Why companies need to reconnect business success with social progress

tree

Eldoret City Marathon director Moses Tanui (right) and Uasin Gishu County Ecosystem Conservator Thomas Kiptoo during a tree planting exercise at Kapseret Forest on September 11, 2020. PHOTO | JARED NYATAYA | NMG

Summary

  • The principle of shared value advocates creating business value in a way that also creates value for both the society and the environment.
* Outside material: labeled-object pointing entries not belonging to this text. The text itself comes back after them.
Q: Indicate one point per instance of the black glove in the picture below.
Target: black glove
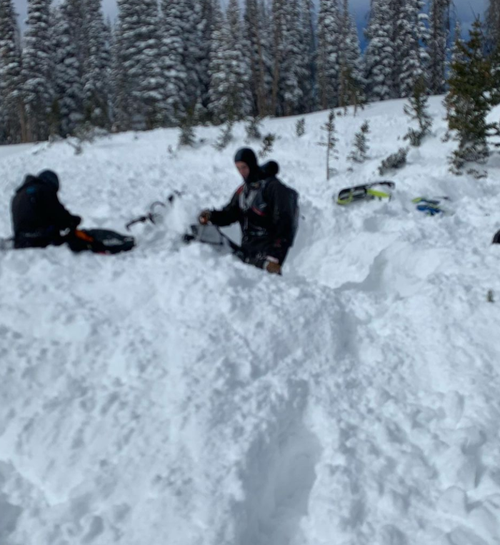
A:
(204, 217)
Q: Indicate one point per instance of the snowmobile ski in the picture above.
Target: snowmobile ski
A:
(376, 190)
In essence, businesses must reconnect company success with social progress.

Historically, companies have invested in corporate social responsibility programmes which have mostly taken the form of philanthropic engagements.
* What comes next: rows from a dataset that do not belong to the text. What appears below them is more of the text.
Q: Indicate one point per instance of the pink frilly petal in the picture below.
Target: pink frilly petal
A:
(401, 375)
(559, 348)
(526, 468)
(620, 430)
And whilst there is nothing wrong with businesses giving back to the communities within which they operate, this approach is undergoing a fundamental transformation as businesses increasingly realise that these efforts could be more sustainable and impactful if they became part of the core business.

Today, it has become more apparent that businesses can make money by resolving deep-rooted societal, economic, and environmental challenges.

Various empirical studies indicate that unless affirmative action is taken now, environmental degradation will continue to deplete food production and access to water, with compounded adverse impact on lives and livelihoods.

In line with this, it is imperative for leaders to act today in order to safeguard not only the future of our children, but also the sustainability of the businesses that we run.

The solution to this lies in the principle of shared value, which advocates creating business value in a way that also creates value for both the society and the environment. In essence, businesses must reconnect company success with social progress.

That’s the bedrock of sustainable business development and the impetus behind the launch of our Absa Sustainability Commitment report last month.

Over the last one year, Absa Bank Kenya has embarked on a journey to embed sustainability as a strategic business principle with the objective of creating incremental shared value for all our stakeholders, both in the way we do business and the services and products we offer.

As part of this journey, we have marked several milestones among them the development of a Sustainability Strategy and Implementation Framework. Last year, we became one of the Signatories of the Principles for Responsible Banking, committing to strategically align our business with the Sustainable Development Goals and the Paris Agreement on Climate Change. We also became a signatory of the United Nations Global Compact.

Whilst we support the implementation of all the 17 SDGs, we have selected four high impact goals as our primary focus namely; Quality Education, Decent Work and Economic Growth, Reduced Inequalities as well as Responsible Consumption and Production.

We have identified SDG 16 on Peace, Justice and Strong Institutions as well as SGD 17 on Partnerships for the goals as key enablers to implement and scale our impact.

With our Sustainability Commitment Report, we have committed to focus our efforts on delivering the triple bottom line of people, planet and profit in all our strategies, products and propositions. We are taking a bold step that will inspire our innovation on social and environmental challenges in line with our commitment to be a more active force for good in the communities where we operate.

As a financial institution, we are in the businesses of lending and therefore we have committed to proactively increase our capital allocation and diversify our portfolio to support sectors that drive sustainable developments. These include renewable and clean energy industries; innovation and infrastructure, as well as funding financially excluded groups; sustainable cities and communities. We will also advocate and drive responsible consumption and production within value chains.

We recognise that diversity forms the fabric of modern society, making it an asset for our business and for that reason we commit to increase diversity in the supply chain focusing on Women, Youth, and Persons who are differently-abled. This is a sure way to foster innovation and creativity, while releasing unparalleled levels of productivity that impact business and society.

We acknowledge that we cannot meet the global goals without the involvement of young people, and we have committed to continue investing in their future through skills development with our ReadyToWork program.

We have also committed to increase the proportion of women across all levels of management and board positions in our organisation. Gender diversity is a proven enabler of better financial performance. We have made progress in this area and recommit to promoting further gender diversity within the bank.

We have committed to empower our suppliers and create awareness on corporate sustainability and responsible business practices. As we embark on our sustainability journey, we are empowering our suppliers on driving sustainable businesses through the SDGs and the UN Global compact principles underpinned by the shared value principle.

Mindful of our environment and recognising that we have a responsibility to safeguard it not just for ourselves but for the sake of future generations, we have committed to plant 10 million trees in the next five years.

In the famous words of the prominent environmentalist David Brower, we do not inherit the earth from our ancestors; we borrow it from our children. In line with this, we commit to increase biodiversity and encourage environmental responsibility through planting trees.

We are inviting other business leaders, partners and stakeholders to join us on this exciting journey and together, we shall make a difference.